**Policy gradient methods:** Methods where we directly optimize the policy without the value function. Examples are: REINFORCE, Proximal Policy Optimization.**Actor-Critic:** Actor critic methods consist of one actor and one critic. Actor is the function of the agent and the critic is the value function of the environment. The goal is to have a fast and stable method. Actor methods can explore but they are unstable. So, we use actor-critic to reduce the variance during training.

## Q-Learning

Q-Learning is a subtype of temporal difference learning. The idea is simply to find a Q function that assigns a long-term reward to a specific state-value pairs. Q-learning can be computed with a table using. It is:

– model-free

– off-policy

– temporal-difference learning algorithm

Until convergence, you can do this Bellman equation:|

\(Q(s, a) \leftarrow Q(s, a) + \alpha \left[ r + \gamma \max_{a’} Q(s’, a’) – Q(s, a) \right]\)

### Deep Q-Learning

This one is very simple and straightforward.
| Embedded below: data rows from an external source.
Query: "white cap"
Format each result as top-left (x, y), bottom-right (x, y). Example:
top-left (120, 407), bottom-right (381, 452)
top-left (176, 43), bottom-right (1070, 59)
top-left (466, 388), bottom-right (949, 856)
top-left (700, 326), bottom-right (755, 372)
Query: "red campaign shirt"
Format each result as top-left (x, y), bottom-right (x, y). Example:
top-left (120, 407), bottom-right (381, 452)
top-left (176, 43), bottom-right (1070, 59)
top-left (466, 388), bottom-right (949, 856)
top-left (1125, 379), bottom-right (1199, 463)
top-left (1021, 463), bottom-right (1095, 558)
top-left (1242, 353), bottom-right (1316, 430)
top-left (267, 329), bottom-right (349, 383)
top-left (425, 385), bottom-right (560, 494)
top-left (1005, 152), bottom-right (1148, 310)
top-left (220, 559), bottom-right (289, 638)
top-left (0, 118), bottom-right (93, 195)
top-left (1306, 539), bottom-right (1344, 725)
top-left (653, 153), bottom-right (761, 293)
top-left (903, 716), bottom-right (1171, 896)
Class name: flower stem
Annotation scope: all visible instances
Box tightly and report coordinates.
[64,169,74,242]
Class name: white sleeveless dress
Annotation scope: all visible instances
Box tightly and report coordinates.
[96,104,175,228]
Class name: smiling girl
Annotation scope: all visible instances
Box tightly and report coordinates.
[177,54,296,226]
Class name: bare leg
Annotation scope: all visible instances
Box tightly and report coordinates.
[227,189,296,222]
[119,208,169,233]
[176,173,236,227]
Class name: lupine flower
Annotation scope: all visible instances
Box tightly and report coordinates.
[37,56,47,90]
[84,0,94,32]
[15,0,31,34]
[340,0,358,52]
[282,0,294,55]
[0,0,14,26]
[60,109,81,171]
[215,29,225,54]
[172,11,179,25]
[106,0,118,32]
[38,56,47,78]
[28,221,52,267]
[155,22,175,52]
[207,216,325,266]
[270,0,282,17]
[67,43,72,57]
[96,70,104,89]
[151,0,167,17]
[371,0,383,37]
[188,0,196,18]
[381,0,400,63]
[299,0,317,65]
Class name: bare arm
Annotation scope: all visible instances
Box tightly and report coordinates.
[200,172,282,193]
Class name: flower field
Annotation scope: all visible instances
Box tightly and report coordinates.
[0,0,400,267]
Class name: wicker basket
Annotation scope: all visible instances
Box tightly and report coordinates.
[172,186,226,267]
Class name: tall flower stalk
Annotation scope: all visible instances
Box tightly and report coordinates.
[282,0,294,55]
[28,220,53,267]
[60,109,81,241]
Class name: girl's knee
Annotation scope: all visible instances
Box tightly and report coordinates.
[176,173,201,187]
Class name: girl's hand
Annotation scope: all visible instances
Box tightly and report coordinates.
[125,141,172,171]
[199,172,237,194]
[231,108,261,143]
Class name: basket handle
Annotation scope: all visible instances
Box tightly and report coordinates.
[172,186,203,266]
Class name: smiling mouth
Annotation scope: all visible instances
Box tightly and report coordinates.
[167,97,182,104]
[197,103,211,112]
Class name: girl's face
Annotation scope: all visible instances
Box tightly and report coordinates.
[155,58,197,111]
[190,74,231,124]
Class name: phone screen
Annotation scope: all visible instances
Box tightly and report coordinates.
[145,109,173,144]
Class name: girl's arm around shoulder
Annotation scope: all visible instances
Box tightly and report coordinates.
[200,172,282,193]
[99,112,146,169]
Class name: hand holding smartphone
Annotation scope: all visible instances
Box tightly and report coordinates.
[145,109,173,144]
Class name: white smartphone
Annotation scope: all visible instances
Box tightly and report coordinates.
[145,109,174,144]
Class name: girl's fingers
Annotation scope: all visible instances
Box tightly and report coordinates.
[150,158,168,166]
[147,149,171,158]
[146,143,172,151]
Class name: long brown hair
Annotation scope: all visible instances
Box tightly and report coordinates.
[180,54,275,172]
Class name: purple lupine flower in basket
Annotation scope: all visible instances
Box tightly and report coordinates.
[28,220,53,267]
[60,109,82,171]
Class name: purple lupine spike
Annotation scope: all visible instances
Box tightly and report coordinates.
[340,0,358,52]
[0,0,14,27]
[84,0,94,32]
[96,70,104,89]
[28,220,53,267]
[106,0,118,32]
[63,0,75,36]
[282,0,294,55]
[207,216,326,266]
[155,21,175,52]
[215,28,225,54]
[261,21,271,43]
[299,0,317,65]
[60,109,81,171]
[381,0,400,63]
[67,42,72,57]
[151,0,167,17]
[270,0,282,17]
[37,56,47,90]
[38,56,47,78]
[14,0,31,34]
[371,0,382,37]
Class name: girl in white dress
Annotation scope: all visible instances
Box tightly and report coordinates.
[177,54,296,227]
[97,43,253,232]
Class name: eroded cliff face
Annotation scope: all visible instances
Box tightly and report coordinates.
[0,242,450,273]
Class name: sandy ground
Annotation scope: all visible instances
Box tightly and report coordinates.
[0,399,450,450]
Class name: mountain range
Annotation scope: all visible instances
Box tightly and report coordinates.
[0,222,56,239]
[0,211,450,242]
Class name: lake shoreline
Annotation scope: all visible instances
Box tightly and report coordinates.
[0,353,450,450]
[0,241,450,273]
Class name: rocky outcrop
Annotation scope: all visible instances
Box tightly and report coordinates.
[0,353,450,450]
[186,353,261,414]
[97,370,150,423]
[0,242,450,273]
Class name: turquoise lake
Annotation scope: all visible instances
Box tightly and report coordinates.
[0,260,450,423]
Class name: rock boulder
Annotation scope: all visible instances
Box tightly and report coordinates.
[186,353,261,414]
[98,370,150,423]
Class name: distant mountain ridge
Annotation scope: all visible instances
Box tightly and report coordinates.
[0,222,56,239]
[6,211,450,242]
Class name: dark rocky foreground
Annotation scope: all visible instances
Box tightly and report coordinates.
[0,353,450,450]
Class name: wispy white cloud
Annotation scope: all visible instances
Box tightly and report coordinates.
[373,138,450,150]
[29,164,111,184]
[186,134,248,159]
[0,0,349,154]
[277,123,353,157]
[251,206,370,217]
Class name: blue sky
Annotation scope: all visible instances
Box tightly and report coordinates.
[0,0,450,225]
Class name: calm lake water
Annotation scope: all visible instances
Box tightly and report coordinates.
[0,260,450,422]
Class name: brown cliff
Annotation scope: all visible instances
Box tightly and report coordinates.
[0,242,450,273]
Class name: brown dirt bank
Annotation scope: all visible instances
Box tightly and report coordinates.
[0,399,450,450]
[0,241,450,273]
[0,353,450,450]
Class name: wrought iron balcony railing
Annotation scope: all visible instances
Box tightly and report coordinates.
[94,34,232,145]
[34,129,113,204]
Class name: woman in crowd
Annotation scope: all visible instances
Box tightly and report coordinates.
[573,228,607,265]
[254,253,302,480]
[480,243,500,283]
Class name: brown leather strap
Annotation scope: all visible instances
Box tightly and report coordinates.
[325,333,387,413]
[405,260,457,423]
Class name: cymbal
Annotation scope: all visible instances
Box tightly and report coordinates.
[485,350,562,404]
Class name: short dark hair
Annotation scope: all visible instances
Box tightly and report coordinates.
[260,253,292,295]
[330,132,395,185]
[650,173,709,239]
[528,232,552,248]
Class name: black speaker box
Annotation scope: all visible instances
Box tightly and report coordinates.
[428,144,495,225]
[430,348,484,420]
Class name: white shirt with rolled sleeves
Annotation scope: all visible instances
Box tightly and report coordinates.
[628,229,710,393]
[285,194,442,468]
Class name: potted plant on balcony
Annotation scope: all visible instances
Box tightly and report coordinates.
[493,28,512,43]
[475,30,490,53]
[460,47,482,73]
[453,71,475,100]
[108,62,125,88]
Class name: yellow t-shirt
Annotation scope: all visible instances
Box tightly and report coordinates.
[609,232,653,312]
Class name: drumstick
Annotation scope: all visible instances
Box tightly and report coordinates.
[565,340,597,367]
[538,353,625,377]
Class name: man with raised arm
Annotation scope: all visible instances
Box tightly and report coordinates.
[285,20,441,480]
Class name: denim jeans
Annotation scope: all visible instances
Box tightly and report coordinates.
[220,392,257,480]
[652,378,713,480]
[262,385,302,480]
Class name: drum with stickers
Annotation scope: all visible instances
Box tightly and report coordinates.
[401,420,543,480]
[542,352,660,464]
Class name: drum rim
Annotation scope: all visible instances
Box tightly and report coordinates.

Instead of storing/calculating all possible state/action pairs, we train a neural network to learn and predict them. Agent policies can also be represented by learnable policies, or pre-defined policies. In either case, they can be stochastic or deterministic.

Practically,

- \(Q(s, a) + \alpha \left[ r + \gamma \max_{a’} Q(s’, a’)\right]\) is modelled via a
**target network**. - \(Q(s, a)\) is modelled via a
**policy network**.

Target network is the delayed version of the policy network. Therefore, we train the policy network using gradient based approaches, and update the target network via averaging, e.g. \(\text{target_net}[key] = \text{policy_net}[key] \times \tau + \text{target_net}[key] \times (1 – \tau)\)

So, target network slowly converges to the policy network.